Li Dong xingou mentalmente — esse aí é o típico amigo traíra!

Mas, pressionado, não teve como recusar e ergueu o copo, sorrindo:

— Está bem, um brinde a você!

— Só isso? Vai beber no copo? Meng Qiping estava bebendo na garrafa, você não vai deixar ele passar na sua frente, né?

Bai Su provocou, como se beber no copo fosse motivo de vergonha.

Li Dong revirou os olhos — não era bobo como Meng Qiping, e não caía nesse tipo de truque.

Vendo que Li Dong não cedia, Bai Su não teve alternativa e voltou a mirar Li Tie.

Li Tie já estava quase fora de si, encarava Bai Su com um sorriso bobo e, ao perceber o olhar dela, empolgou-se:

— Dong, vamos beber na garrafa, não vamos fazer feio!

E sem esperar resposta, já abriu uma cerveja e começou a beber.

Li Dong ficou de queixo caído. Que sede desgraçada é essa! Bai Su nem te chamou para beber e você já se entregou, que vergonha!

Fingiu não ouvir Li Tie, e continuou firme. Não era bobo de beber além da conta, sabia que álcool em excesso faz mal.

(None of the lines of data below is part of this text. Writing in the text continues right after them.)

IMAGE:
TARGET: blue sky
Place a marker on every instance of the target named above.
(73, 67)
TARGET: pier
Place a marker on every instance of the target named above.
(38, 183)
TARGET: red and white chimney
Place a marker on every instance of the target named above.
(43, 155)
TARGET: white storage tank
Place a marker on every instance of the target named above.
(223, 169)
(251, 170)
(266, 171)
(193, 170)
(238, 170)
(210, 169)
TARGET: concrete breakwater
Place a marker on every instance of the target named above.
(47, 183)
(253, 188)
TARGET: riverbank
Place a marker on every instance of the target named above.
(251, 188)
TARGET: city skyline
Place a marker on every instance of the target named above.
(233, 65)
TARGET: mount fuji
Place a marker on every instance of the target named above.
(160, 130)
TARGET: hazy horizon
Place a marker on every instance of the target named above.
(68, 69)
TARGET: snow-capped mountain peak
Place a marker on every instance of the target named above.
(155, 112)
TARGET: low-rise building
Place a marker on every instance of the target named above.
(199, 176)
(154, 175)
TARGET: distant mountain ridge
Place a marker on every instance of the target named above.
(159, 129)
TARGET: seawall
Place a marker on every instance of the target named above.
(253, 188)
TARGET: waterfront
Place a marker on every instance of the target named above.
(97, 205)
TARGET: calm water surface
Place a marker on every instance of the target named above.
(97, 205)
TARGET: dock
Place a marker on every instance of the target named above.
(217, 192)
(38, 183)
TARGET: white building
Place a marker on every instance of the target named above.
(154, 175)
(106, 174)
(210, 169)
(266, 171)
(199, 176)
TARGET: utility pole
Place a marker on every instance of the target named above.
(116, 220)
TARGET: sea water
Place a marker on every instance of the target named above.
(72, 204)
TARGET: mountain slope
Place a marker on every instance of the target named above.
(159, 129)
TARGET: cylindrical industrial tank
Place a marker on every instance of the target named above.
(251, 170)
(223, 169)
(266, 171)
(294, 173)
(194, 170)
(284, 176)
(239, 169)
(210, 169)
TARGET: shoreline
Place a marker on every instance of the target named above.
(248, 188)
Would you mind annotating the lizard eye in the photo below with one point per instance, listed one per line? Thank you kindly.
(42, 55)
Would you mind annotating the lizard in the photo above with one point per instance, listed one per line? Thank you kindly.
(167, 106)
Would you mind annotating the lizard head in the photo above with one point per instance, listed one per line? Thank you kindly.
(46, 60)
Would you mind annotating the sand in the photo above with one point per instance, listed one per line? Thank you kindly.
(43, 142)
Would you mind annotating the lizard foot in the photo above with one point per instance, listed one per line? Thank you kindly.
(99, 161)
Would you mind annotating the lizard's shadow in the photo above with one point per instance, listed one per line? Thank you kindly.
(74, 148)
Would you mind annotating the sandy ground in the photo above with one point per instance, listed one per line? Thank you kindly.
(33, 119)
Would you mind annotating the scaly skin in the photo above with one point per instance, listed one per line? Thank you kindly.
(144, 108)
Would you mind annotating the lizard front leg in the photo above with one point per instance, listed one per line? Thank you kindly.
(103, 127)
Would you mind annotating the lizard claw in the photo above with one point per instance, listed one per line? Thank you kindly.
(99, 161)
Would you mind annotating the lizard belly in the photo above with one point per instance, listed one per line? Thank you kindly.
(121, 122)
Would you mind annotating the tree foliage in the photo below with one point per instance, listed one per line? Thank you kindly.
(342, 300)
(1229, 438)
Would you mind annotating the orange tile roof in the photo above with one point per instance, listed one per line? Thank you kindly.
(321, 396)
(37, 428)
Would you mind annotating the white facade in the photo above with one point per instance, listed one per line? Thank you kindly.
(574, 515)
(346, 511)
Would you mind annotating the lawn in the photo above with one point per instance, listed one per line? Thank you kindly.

Sem se importar se Bai Su aguardava reação, Li Dong virou o copo de uma vez e voltou a conversar com Zhang Hao.

Bai Su sentiu-se um pouco constrangida, mas no fundo estava furiosa. Esse sujeito era mesmo descarado — métodos comuns não funcionavam com ele. Imediatamente trocou olhares com Huang Shanshan e as outras.

Cheng Nan e as amigas captaram o recado. Não esqueceram o objetivo da noite: derrubar Meng Qiping e Li Dong. Afinal, ambos tinham mexido com as garotas!

...

Na hora de ir embora, Li Dong estava um pouco bêbado.

Por mais atento que estivesse, não resistiu ao bombardeio das garotas.

Elas vinham calorosamente brindar, inventando mil e uma desculpas; Li Dong não podia ser grosseiro, e em poucas rodadas já estava tonto.

No início, Li Tie ainda planejava esticar a noite e cantar no karaokê para se aproximar de Bai Su.

Mas, ao final do jantar, já estava completamente apagado, e ninguém mais tocou no assunto.

Quando Li Dong e Zhang Hao arrastaram os corpos pesados de Meng Qiping e Li Tie até o dormitório, já era bem tarde.

Depois de um banho rápido, com o álcool subindo à cabeça, Li Dong caiu na cama e dormiu.

Aquela noite foi de silêncio para todos — dormiram até o amanhecer.